A little known fact, I have always wanted to publish something useful on CPAN. Of course, life, the learning curve, an excuse, more excuses, and me not making it a priority, has held me back from completing this goal. Anyways, near the end of the tutorial, they talked about the community made modules that are available in Perl 6. And on that module page was a link to how to contribute. I immediately skimmed this doc. The distributing part was only a page long, and didn't involve any arcane incantations, just some modern day ones. All of a suddenly contributing seemed a lot more doable.
Maybe, it was that contributing to Perl 6 was simple enough it didn't feel daunting. Maybe, it was that new car smell that kept me plugging away at it. Either way, I decided I was going to scratch my own itch and for better, or worse share some of the code that came from that.
What to share..
I recently became a digital nomad. With that came the awareness that managing money isn't as simple as pay the bills first, and spend the rest on fun. There is a whole other blog post in that statement I will save for later. The problem I have been struggling with for the last few months is understanding my retirement and investments. The tools I have make it about as clear as mud. I needed to write some code to help me look at the whole picture in one place. I figured if I had this problem others might too. With this in mind, I wrote a very small module to help me calculate a few different numbers related to compound interest. I even managed to throw in a few tests. Everything went well, and my first ever Github pull request was accepted!
This success totally psyched me up. So I went ahead and worked on another pain point of mine. That was taking control of my Lending Cub investments. Currently, I am using the automated investing tool in conjunction with custom search criteria, to pick my investments. While this is better than manually picking, there are some drawbacks. For the second module, I wrote a wrapper for Lending Club's API.

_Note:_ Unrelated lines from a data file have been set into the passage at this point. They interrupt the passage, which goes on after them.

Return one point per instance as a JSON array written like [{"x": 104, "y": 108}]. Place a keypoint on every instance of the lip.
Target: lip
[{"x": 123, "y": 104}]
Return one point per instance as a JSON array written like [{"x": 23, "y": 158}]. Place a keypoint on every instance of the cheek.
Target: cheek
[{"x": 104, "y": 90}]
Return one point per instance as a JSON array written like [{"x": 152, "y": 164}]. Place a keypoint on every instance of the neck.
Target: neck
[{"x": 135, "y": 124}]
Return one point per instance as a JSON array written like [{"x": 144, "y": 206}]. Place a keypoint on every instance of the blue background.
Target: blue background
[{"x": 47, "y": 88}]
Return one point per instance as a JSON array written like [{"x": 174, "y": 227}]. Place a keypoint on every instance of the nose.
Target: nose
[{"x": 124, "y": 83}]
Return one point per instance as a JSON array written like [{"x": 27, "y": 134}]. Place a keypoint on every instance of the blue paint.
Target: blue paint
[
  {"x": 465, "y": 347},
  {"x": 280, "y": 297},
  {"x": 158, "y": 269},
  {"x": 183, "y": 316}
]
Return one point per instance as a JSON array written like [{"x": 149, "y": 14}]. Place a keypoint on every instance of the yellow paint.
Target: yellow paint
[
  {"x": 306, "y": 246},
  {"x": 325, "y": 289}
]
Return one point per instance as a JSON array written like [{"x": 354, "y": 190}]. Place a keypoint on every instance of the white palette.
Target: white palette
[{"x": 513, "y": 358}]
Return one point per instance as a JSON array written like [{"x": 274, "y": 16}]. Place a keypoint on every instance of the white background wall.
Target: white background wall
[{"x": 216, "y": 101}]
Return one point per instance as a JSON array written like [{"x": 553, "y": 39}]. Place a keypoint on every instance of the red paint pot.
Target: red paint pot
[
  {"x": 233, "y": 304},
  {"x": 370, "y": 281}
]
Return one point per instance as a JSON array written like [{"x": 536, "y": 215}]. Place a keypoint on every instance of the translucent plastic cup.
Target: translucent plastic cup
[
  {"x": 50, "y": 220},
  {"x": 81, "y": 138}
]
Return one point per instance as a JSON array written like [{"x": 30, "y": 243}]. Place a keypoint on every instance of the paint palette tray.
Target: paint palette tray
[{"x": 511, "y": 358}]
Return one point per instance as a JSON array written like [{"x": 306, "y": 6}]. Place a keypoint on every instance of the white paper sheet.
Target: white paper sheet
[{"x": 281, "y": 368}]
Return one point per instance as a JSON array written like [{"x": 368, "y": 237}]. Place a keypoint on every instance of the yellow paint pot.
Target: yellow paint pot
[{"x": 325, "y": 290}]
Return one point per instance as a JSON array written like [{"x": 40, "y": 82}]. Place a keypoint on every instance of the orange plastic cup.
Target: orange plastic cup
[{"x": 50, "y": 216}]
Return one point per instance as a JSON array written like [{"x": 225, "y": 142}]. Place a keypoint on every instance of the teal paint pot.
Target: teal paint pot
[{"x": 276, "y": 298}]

One big hurdle was, while that intro website had given me a basic, understanding of Perl 6 there is still a lot more you can, and should do with Perl 6. For me specifically, there was a lot more I needed to learn about Perl 6 subroutine signatures, and data types. Happily after reading the documentation, and experimenting a bit, I was able to get it all figured out. I even found and fixed a typo in the documentation, giving me my second ever pull request on Github!
This module turned out to be a LOT more ambitious, than the first. I needed the help of other modules, to keep my code simple, and clean. I had to try out several modules, before I found the right foundation to build off of. After finding two good modules, and about half way through writing the code, I found out, one of these lovely modules, needed a feature. This prompted my third ever pull request on Github! Happily the author was really cool, and accepted it within less than a day, with just a few modifications.
So after two weekends of working on it, the Lending Club API module was thrust upon Github, and accepted into the fold of Perl 6 modules.
I guess what I am trying to say with that little recount of events is: If you want to try a new shiny programming language, and have some nice people help you, Perl 6 is a good choice. As for me, I have quite a few more pieces of my financial puzzle to work on, and I am sure that will create new code, and improvements to the two I have already released.